Раз закурила табак: кружит голову он; поперхнулась: прокашляла до крови и, чтоб «они» не узнали про кровь, убежала в пестрявую комнатку – кашлять: жила там, – в надстройке; та комната, – кто в ней бывал? Кресло – камка: раскрутчивый шелк; под ногами – узорик квадратцами: коврик; прильнула она к канапейной подушке лицом, уходила в свою безызживную мысль: Кувердяев, который там мальчиков любит, – что ей? А страдала, что он оказался таким: все – такие в «таковской» Москве, уносимой потоком в безвестную бездну. Москва.
Там стояли тюками дома; в каждом сколькие жизни себя запечатали на смерть; Москва – склад тюков, свалень грузов; и кто их протащит?
Да время!
И время, верблюд многогорбый, – влачило.

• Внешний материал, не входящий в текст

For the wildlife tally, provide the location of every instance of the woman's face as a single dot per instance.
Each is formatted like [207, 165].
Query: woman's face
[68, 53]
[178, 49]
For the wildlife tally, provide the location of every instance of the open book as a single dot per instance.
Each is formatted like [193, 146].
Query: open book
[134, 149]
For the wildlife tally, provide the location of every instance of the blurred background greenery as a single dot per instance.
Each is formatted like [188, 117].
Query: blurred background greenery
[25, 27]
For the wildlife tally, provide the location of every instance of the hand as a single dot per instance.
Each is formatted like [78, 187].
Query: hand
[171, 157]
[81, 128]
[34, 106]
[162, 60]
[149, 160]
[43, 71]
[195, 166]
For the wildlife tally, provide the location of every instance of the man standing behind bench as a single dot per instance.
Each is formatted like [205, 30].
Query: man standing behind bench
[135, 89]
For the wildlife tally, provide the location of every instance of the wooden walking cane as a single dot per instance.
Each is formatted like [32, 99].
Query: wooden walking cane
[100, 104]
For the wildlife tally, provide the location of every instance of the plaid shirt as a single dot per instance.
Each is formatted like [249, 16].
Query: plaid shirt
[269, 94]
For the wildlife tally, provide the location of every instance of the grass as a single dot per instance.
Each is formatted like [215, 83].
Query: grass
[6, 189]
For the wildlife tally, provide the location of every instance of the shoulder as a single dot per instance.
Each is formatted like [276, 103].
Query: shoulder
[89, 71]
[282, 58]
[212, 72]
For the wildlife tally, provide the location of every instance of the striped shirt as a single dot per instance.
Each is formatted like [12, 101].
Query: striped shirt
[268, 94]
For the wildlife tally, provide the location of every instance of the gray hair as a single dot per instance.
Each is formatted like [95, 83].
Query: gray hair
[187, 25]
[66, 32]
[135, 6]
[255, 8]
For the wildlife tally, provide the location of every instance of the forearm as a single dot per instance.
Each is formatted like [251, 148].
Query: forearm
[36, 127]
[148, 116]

Но он – изнемог и упал на передние ноги: тюки эти рушить; за домом обрушится дом; и Москва станет стаей развалин: когда?
Поскорей!
Извлекались не стоны – сквозные арфичные звуки; они разрывались разрывчатым кашлем, ее выбивавшим из жизни, окрапленной сверху лавандовым запахом; промозглой капустой воняла «таковская» жизнь; и в ней кашляло время.
Смотрите-ка – кровь на платке!
Василисе Сергевне приснилось: сказали:
– Спасайтесь!
– А что?
– В переулок пришла ядовитая женщина!
И, ужасаясь, сгурбились в столовой: под рыжею тучей, припав головою к окошку, стояла огромная женщина в синих очках, расширялся ими до ужаса – в стекла: они – – в коридорик, защелкнувши двери, но – зная, что рядом уже, озаренная белой луной, за стеною стоит, отравляя их сернокислотным дыханием.